Jaime Teevan, Susan T. Dumais, Daniel J. Liebling, and Richard L. Hughes, Microsoft Research
Summary
Web is a dynamic system with content on web pages often changing from one’s last visit. Authors have presented a browser plug-in called DiffIE that highlights these changes on return visits to the same page.
Details
Studies indicate that 50% to 80% of web page visits are revisits and over a period of 5 weeks, 66% of such pages visited would have 20% of their content changed on an average. Often, the purpose of such revisits is to see these very changes. Existing methods to see changes require an explicit action on the part of user for example by visiting Internet archive sites or subscribing to RSS feeds. Site owners can also explicitly highlight changed sections on their websites by various means. The paper presents a user-centric approach of viewing these changes with no explicit action required other than a one-time install of DiffIE browser plug-in.
DiffIE is a plug-in developed for IE and is made up of a cache component to cache previous visits to web pages, a comparison component to identify and highlight changes between current and cached version of a page and a toolbar component to present all these features in a nice little GUI. On every page visit, DiffIE hashes text nodes of DOM tree using MD5 algorithm. Each page representation is tied to a cache file using its URL and timestamp. On subsequent revisits, DiffIE compares them with current page and can identify any addition, change or deletion of content. Content additions and changes are highlighted by manipulating content’s background colour scheme. For performance and security considerations, DiffIE ignores very complex DOMs or secure (https://) pages and does not start comparing until the page has finished loading. The toolbar allows you to toggle highlighting, ignore sites for caching, choose the cached version to base comparison on, configure other options and also to provide feedback.

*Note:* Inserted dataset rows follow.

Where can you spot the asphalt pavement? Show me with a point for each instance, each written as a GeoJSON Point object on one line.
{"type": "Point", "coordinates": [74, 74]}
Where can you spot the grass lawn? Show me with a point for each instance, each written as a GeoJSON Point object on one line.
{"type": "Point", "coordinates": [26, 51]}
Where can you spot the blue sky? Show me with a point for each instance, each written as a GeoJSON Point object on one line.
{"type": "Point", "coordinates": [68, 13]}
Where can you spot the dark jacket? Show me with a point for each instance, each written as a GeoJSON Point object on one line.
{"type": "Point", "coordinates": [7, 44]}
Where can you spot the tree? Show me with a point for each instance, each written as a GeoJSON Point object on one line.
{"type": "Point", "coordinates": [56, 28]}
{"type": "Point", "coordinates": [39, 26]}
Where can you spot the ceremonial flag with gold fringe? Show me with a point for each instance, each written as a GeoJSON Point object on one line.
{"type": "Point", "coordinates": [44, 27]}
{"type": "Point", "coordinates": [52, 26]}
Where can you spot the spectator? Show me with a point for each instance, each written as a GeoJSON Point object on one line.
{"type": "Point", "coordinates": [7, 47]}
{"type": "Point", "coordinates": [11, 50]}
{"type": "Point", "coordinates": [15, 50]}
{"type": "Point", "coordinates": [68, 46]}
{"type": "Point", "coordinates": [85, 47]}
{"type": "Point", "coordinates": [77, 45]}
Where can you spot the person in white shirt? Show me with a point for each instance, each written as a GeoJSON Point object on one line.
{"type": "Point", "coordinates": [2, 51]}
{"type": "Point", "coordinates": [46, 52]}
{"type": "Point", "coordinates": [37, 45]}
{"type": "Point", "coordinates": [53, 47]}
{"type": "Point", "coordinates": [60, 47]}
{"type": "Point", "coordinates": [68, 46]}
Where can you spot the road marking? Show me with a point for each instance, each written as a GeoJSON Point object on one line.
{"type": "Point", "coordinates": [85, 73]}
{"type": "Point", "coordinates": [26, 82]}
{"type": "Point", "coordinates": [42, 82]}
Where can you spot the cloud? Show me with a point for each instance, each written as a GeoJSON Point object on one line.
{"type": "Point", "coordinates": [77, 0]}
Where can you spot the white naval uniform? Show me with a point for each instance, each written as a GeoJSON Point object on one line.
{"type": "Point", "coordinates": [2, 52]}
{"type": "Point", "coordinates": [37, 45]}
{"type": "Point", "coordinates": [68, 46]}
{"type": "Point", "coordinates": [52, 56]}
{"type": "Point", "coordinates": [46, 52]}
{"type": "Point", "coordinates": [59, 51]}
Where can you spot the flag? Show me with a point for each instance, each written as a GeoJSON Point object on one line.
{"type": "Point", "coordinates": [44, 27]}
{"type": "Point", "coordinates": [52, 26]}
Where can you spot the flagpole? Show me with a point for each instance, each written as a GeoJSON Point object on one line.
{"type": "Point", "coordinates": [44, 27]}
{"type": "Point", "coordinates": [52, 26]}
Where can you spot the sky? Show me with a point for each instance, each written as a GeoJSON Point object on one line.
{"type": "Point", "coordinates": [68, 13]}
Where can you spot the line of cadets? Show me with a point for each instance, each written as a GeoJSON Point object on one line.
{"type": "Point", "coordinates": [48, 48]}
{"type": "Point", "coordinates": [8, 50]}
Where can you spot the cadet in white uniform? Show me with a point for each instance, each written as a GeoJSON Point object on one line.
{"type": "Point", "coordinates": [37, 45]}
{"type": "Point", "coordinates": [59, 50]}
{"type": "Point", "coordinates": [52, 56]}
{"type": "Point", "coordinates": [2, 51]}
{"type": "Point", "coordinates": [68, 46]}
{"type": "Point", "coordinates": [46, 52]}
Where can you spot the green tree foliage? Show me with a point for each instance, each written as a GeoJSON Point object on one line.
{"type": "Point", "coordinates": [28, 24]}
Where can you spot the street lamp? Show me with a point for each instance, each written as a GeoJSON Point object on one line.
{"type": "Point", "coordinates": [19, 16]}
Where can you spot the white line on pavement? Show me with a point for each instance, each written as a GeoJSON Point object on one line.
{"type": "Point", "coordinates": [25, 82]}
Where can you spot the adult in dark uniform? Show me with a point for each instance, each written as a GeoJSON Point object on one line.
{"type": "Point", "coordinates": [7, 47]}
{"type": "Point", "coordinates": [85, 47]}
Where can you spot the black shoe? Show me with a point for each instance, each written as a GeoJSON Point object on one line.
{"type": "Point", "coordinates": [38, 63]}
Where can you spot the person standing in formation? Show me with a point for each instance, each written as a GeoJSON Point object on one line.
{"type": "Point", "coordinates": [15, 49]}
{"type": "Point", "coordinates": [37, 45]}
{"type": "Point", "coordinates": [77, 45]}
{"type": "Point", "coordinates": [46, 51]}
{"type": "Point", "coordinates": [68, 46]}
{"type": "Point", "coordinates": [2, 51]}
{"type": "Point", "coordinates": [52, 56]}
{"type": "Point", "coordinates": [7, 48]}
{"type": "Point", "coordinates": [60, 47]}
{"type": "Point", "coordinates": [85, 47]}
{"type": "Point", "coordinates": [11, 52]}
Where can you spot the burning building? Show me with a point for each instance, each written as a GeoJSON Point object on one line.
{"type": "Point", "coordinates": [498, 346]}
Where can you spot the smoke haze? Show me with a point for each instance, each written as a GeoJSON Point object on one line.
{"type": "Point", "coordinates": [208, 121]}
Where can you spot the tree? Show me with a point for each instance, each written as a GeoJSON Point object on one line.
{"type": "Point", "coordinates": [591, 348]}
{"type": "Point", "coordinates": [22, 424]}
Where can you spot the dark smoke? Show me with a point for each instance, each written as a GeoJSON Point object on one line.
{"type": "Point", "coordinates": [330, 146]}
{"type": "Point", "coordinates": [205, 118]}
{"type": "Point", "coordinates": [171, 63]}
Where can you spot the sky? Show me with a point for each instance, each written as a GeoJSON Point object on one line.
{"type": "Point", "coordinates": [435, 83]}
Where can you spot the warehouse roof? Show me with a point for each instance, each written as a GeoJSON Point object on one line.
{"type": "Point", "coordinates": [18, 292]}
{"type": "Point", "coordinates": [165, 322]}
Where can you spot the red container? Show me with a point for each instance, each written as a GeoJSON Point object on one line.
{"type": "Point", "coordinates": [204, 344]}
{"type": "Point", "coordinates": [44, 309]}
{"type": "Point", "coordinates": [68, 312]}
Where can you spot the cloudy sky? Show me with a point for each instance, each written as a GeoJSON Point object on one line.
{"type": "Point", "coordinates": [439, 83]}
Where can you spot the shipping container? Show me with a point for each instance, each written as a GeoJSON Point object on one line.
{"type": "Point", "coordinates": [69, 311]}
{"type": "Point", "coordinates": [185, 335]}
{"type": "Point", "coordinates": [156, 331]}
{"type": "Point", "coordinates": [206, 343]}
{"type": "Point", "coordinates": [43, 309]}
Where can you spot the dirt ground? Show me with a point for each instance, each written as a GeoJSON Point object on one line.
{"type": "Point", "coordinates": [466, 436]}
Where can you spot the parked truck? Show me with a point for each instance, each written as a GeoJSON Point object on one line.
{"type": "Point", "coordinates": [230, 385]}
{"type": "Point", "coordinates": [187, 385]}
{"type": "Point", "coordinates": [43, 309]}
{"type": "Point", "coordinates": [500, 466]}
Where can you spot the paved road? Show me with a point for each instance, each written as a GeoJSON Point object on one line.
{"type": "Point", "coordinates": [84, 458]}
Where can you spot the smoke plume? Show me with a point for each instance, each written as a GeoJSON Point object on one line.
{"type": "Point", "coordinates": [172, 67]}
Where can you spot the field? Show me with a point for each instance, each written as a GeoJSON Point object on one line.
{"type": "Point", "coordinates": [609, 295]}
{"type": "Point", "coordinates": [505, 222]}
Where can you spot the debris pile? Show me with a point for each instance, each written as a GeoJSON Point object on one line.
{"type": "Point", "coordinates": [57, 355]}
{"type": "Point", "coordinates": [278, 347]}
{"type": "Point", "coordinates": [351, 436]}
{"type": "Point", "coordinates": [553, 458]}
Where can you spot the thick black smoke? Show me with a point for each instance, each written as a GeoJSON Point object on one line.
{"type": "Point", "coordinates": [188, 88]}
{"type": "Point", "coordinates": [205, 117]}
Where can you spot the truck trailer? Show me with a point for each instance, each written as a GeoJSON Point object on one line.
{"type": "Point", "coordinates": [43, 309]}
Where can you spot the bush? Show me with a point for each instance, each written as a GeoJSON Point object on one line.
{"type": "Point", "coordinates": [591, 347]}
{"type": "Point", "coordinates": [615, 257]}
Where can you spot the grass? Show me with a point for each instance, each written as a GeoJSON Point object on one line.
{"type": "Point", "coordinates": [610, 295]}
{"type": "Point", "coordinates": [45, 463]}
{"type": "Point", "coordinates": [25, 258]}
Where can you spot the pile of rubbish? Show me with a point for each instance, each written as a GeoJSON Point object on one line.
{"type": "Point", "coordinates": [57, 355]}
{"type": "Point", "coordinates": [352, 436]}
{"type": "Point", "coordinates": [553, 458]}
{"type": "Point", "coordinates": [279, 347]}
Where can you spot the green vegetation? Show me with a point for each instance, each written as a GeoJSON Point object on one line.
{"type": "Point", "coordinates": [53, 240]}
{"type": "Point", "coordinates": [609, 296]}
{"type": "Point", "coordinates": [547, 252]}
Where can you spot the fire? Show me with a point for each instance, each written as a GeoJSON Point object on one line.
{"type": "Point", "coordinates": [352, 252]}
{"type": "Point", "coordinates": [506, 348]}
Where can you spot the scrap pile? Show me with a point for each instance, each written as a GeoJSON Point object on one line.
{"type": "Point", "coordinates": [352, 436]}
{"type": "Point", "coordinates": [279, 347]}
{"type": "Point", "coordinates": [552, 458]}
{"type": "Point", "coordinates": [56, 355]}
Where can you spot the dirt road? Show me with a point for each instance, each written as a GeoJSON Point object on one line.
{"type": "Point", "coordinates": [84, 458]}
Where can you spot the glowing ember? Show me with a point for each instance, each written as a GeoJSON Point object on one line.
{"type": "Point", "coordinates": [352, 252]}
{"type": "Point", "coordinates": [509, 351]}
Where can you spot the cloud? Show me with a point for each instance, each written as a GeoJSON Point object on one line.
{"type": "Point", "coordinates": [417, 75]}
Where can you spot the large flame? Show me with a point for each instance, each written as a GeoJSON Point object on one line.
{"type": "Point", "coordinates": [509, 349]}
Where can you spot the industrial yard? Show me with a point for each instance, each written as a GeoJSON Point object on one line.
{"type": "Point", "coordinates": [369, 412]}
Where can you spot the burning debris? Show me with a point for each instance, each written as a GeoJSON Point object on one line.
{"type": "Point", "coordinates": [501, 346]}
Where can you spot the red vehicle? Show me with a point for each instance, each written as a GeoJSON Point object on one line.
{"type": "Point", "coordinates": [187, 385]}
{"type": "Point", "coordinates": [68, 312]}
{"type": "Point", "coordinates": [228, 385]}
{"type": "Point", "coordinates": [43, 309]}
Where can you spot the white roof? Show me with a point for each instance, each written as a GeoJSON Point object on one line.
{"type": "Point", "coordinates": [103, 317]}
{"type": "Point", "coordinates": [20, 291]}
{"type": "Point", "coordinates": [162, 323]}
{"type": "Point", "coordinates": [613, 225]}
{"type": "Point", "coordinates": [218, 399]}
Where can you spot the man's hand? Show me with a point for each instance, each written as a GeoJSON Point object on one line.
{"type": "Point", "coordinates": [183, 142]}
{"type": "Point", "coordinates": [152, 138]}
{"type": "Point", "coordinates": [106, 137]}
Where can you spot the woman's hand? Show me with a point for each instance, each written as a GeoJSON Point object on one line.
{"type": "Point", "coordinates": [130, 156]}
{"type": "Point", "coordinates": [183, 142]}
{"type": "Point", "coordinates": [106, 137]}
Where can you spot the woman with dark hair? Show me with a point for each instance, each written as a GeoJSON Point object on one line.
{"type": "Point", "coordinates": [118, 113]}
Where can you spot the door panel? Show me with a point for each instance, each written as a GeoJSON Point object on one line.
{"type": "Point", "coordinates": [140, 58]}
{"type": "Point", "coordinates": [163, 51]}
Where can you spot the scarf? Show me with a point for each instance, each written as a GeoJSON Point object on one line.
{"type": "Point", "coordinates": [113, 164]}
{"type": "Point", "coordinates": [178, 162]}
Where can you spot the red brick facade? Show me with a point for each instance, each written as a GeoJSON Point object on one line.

The design of DiffIE was done in an iterative manner with feedbacks from 300 Microsoft employees over two days of using first stable release incorporated into final release. Further, 11 people took part in a two week study where they used DiffIE on their primary work computers and provided their responses in a semi-structured interview. On the basis of this study, it was found that DiffIE could be used effectively as a web monitoring tool, finding un/expected changes or new content. Suggestions for improvement included exploring different ways to highlight changes, highlighting content movement as well and solving the problem of cold start by pre-filling DiffIE cache with versions from Internet or local history archives.
Review
Identifying changes on Internet is definitely a formidable problem for all range of users. The trick however is to identify the changes that would be relevant to user and to present them in an unobtrusive manner. While short of achieving this, DiffIE is definitely a step in the right direction with some interesting features as well as some limitations. There also exists another tool called Check4Change that has a slightly different technique for solving the same problem.
Disclaimer
The work discussed above is an original work presented at UIST 2009 by the authors/affiliations indicated at the starting of this post. This post in itself was created as part of course requirement of CPSC 436.